Круг друзей Арендт, напротив, был очень широк. Он продолжал расти с ее юных лет и до преклонного возраста. В него входили как многие известные писатели и ученые, так и те, кто редко или вовсе никогда не появлялся на общественной арене интеллектуальной жизни. Поддаваясь эмоциональности своего темперамента, она быстро отказывалась от сдержанности, когда встречала людей, свободных от идеологии и сентиментальности, умных и человечных. Эта переписка в полной мере не отражает близкие отношения Арендт и ее мужа с друзьями, природу их иногда слишком бурных взаимоотношений, в том числе восстановленных после долгих перерывов. «Никогда в жизни я не любила ни один народ, ни один коллектив… В сущности я люблю только своих друзей», – говорила Арендт в интервью Гаусу. Но их она любила по-настоящему, с верностью и доверием, которые сохранялись на протяжении многих лет и в ее помощи находили конкретное, практическое воплощение. В этой сфере взаимоотношений Генрих Блюхер оставался для нее устойчивой опорой и в то же время первооткрывателем. Профессор Бард-колледжа, автодидакт, на протяжении многих лет он читал лекции в престижной Новой школе. Благодаря остроте его ума, оригинальности и нежеланию публиковать собственные работы, друзья называли его «близнецом Сократа» (340).
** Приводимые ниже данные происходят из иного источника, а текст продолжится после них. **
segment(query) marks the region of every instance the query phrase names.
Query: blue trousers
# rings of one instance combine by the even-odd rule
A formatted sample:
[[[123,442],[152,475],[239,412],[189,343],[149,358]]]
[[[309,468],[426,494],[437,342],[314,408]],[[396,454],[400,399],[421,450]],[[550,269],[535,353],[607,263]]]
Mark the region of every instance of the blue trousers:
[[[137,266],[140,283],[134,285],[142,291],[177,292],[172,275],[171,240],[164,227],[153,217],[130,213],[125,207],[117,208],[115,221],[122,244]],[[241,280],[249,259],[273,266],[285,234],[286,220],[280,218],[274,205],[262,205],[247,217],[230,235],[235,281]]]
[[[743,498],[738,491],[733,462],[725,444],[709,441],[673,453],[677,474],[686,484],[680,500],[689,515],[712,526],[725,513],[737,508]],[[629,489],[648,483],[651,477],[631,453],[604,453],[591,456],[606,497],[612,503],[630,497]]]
Все, что Арендт на протяжении многих лет делала для Ясперса, могло бы стать для него обузой, если бы не происходило с такой естественностью. В послевоенные годы и до переезда в Базель она поддерживала супругов Ясперс материально, каждый месяц присылая продовольственные посылки, которые словно возвращали их в мирное время (46). Она считала это гостеприимством издалека, но отправляла посылки (не только Ясперсу) потому, что в годы эмиграции «привыкла проявлять солидарность, без которой мы обязательно бы пропали» (154). Она занималась публикацией его послевоенных работ в американских журналах и смогла сделать его известным. Позже она следила за всеми переводами, давала советы перед каждым выступлением и взяла на себя ответственность за перевод «Великих философов». Но важнее «любого пустого успеха» (60) было ее «единомыслие» (60), о котором она всегда заявляла публично. Она посвятила ему первую книгу, вышедшую в Германии после войны, «от Ноя Ною», а позже свою книгу о революции – ему и Гертруде Ясперс. В 1958 году она прочитала хвалебную речь в честь вручения Премии мира, вокруг которой в Германии разгорелись ожесточенные споры. Кроме того, после войны она много путешествовала ради того, чтобы встретиться с Ясперсами снова.